Zoo staffers tracked Kalim's menstrual cycles. They bought home pregnancy tests and dipped the sticks in Kalim's urine. They never got a positive result.

Then, slowly, Kalim started to show physical changes. She stopped menstruating. Still, Kalim's handlers were nervous about making a public statement.

"We actually thought she was pregnant a long time before we actually admitted that she was," Jennie McNary, the zoo's curator of mammals, said with a laugh. "We didn't want to blow it."

An ultrasound, performed through the mesh siding of Kalim's exhibit when she was six months along, revealed that she was carrying a live baby. But preparations for a birth were underway long before that. Zookeepers calculated a rough due date, Feb. 13.

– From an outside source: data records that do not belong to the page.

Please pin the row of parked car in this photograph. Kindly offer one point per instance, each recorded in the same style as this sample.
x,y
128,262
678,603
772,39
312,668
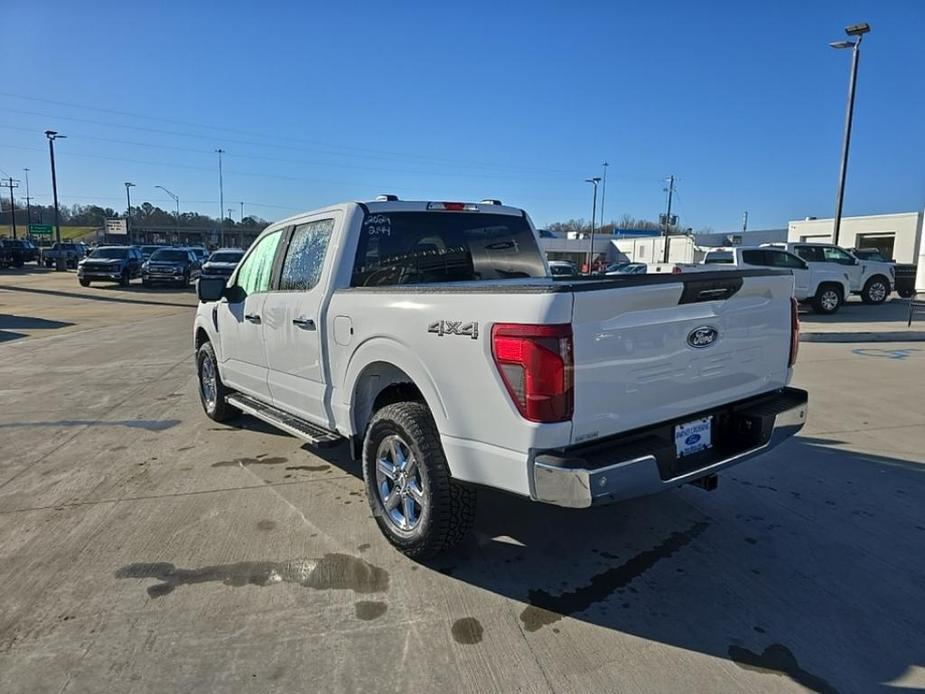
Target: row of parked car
x,y
825,275
155,265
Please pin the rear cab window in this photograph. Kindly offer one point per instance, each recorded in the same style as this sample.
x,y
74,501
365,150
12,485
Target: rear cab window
x,y
443,246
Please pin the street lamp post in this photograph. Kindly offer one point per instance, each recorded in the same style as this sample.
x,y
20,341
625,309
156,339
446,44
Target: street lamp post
x,y
52,136
176,200
593,181
221,197
857,30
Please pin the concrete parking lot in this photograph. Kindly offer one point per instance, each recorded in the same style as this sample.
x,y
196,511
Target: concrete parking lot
x,y
145,548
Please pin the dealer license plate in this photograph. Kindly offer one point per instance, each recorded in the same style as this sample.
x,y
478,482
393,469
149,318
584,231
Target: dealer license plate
x,y
693,437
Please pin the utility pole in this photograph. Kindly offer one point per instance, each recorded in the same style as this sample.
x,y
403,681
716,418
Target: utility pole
x,y
857,30
28,202
603,193
670,190
10,183
221,197
593,181
52,136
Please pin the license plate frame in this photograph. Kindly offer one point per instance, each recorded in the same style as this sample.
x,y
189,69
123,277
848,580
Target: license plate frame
x,y
694,436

First-time mothers, particularly those raised in captivity, are often clueless with their newborns. Deprived of role models in the wild, and sometimes hand-reared by zoo staff, they often ignore their babies, carry them upside down or injure them. Kalim, raised by zoo staff, was seen as an at-risk mother.

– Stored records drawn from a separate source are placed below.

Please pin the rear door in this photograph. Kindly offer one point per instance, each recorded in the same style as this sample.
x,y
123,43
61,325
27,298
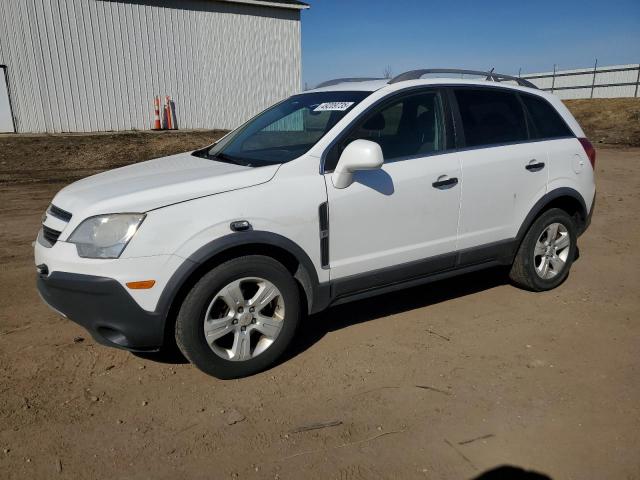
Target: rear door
x,y
408,210
504,172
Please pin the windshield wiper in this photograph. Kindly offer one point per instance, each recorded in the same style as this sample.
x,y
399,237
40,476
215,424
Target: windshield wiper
x,y
227,159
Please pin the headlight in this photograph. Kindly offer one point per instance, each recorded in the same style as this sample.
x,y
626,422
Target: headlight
x,y
105,236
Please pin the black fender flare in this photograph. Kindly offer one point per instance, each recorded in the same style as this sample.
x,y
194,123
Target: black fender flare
x,y
317,294
541,204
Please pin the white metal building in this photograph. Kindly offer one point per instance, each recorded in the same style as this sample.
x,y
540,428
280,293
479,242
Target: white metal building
x,y
95,65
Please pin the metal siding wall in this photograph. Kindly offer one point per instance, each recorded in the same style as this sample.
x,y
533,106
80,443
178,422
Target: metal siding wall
x,y
95,65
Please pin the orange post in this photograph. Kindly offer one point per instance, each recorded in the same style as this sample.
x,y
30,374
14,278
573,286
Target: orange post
x,y
169,113
156,116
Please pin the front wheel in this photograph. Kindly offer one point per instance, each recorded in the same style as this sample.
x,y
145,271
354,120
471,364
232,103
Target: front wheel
x,y
546,253
239,318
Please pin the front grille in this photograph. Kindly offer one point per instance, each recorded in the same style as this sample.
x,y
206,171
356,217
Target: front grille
x,y
50,235
59,213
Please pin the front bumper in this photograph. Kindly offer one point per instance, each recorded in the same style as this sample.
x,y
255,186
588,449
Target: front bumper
x,y
103,307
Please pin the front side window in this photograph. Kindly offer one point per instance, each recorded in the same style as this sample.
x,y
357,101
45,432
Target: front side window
x,y
547,123
285,131
491,117
410,126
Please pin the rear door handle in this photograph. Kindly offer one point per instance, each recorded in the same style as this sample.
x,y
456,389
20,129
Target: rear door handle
x,y
534,166
444,182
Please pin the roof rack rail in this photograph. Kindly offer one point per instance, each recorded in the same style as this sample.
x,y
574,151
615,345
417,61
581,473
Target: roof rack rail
x,y
496,77
336,81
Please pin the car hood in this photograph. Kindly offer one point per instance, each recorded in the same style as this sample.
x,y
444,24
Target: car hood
x,y
157,183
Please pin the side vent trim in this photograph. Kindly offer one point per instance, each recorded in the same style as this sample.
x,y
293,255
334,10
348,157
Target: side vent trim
x,y
323,214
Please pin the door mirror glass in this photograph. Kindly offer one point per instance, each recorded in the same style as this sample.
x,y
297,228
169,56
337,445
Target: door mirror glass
x,y
358,155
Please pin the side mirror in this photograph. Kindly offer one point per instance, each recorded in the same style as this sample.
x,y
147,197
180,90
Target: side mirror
x,y
359,155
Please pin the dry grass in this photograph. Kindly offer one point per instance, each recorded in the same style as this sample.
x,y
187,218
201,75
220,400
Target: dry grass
x,y
31,158
609,120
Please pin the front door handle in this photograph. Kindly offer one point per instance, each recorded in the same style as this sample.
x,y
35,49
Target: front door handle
x,y
534,166
444,182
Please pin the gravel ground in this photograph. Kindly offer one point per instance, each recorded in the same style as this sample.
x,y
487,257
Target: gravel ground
x,y
444,381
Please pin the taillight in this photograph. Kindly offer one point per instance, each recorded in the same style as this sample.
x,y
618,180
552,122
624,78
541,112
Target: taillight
x,y
589,150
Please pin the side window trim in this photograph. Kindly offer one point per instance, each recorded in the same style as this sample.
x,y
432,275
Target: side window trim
x,y
461,143
388,100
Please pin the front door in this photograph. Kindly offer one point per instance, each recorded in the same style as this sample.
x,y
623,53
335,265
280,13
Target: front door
x,y
405,214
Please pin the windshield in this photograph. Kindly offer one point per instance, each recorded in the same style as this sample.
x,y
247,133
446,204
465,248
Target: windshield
x,y
285,131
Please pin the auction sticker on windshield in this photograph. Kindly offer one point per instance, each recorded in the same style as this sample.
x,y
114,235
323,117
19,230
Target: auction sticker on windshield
x,y
333,107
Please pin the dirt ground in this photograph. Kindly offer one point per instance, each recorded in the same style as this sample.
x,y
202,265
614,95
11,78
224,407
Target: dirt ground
x,y
608,120
444,381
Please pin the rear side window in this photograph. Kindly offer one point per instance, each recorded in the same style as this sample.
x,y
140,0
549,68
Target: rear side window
x,y
547,123
491,117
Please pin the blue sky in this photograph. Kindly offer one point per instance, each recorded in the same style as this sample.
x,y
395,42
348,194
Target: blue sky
x,y
361,37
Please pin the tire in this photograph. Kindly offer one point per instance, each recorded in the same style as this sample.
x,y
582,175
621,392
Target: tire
x,y
528,269
231,354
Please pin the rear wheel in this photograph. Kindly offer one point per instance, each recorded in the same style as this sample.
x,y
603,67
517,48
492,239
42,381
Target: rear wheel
x,y
239,318
546,253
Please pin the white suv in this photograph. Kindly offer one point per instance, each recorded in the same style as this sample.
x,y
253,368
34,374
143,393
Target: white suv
x,y
353,189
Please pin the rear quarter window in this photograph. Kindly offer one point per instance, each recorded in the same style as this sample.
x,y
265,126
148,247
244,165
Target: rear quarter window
x,y
547,122
491,117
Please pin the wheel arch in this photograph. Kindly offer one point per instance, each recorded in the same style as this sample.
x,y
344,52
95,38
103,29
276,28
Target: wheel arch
x,y
269,244
565,198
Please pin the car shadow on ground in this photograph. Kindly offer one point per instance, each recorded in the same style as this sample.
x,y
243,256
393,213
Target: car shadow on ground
x,y
315,327
508,472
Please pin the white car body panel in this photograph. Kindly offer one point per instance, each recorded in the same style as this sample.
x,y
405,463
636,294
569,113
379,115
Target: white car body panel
x,y
153,184
393,215
498,192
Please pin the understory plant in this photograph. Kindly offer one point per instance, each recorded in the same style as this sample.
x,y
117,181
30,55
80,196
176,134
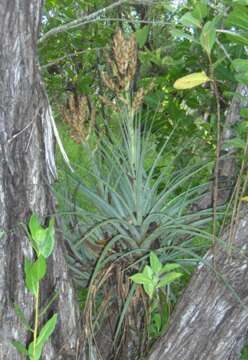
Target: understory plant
x,y
133,207
42,242
155,278
132,202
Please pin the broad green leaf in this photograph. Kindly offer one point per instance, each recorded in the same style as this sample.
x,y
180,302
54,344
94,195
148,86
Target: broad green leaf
x,y
238,17
189,20
142,35
31,281
200,10
44,335
190,81
148,271
169,267
155,263
34,227
39,267
140,278
149,289
242,78
244,113
240,65
22,317
208,36
236,37
157,321
19,347
182,34
167,279
47,245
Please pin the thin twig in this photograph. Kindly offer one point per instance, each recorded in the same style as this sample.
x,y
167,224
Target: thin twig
x,y
80,21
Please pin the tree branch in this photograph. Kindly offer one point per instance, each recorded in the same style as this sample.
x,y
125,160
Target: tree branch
x,y
80,21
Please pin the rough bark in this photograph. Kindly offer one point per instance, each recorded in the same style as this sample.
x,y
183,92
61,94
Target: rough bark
x,y
27,165
211,320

So after confirming the pregnancy, mammal curator McNary decided the zoo had to teach mothering to Kalim. Animal keeper Megan Fox, Kalim's primary teacher, started by putting a furry brown stuffed orangutan from the zoo gift shop in Kalim's enclosure.

"It's just natural for them to pick something like that up," Fox said.

When Kalim picked up the stuffed toy, she was rewarded with a snack. "Once she knew that the whole training thing was based on the stuffed animal, it was easy for her," she said.

Eager to please, Kalim would try to give the toy animal to her keeper. "They like trading for stuff. I had to be careful not to reward her for trying to stuff the baby through the mesh," Fox said.

When Kalim manhandled the toy, Fox walked away from her. "I wasn't going to reward her for pulling an arm off." Keepers ended up going through four stuffed toys over the course of Kalim's training.

For a while, Kalim carried the toy upside down and Fox would say "over" until the orangutan learned to turn it right side up. "They're so smart. You don't have to do a lot of steps generally to help them understand behaviors," she said.

Then Fox trained her to bring the toy to the mesh of her enclosure — with the toy's face pointed outward. Fox wanted her to be comfortable keeping the "baby" at the mesh for a bottle of milk in case Kalim wasn't nursing well.

Zookeepers preferred that Kalim nurse the baby, so they trained the ape to put the toy to her nipple. "That's another big thing that first-time moms can have problems with, learning how to put an infant on their chest," Fox said. "They may be carrying it and doing all these other wonderful things, but they're just not nursing it."

That took the longest. Every time Kalim moved the toy closer to her chest, Fox would reward her. It was slow going, and with the pregnancy advancing, the keepers decided on another approach.

Fox trained Kalim to put the stuffed toy wherever she pointed a stick. Once Kalim learned that behavior, Fox started moving the stick to Kalim's nipple. Eventually, Fox would say "nurse" and Kalim would put the toy at her nipple.

The training took almost six months."
The whole story is just very cool and very interesting.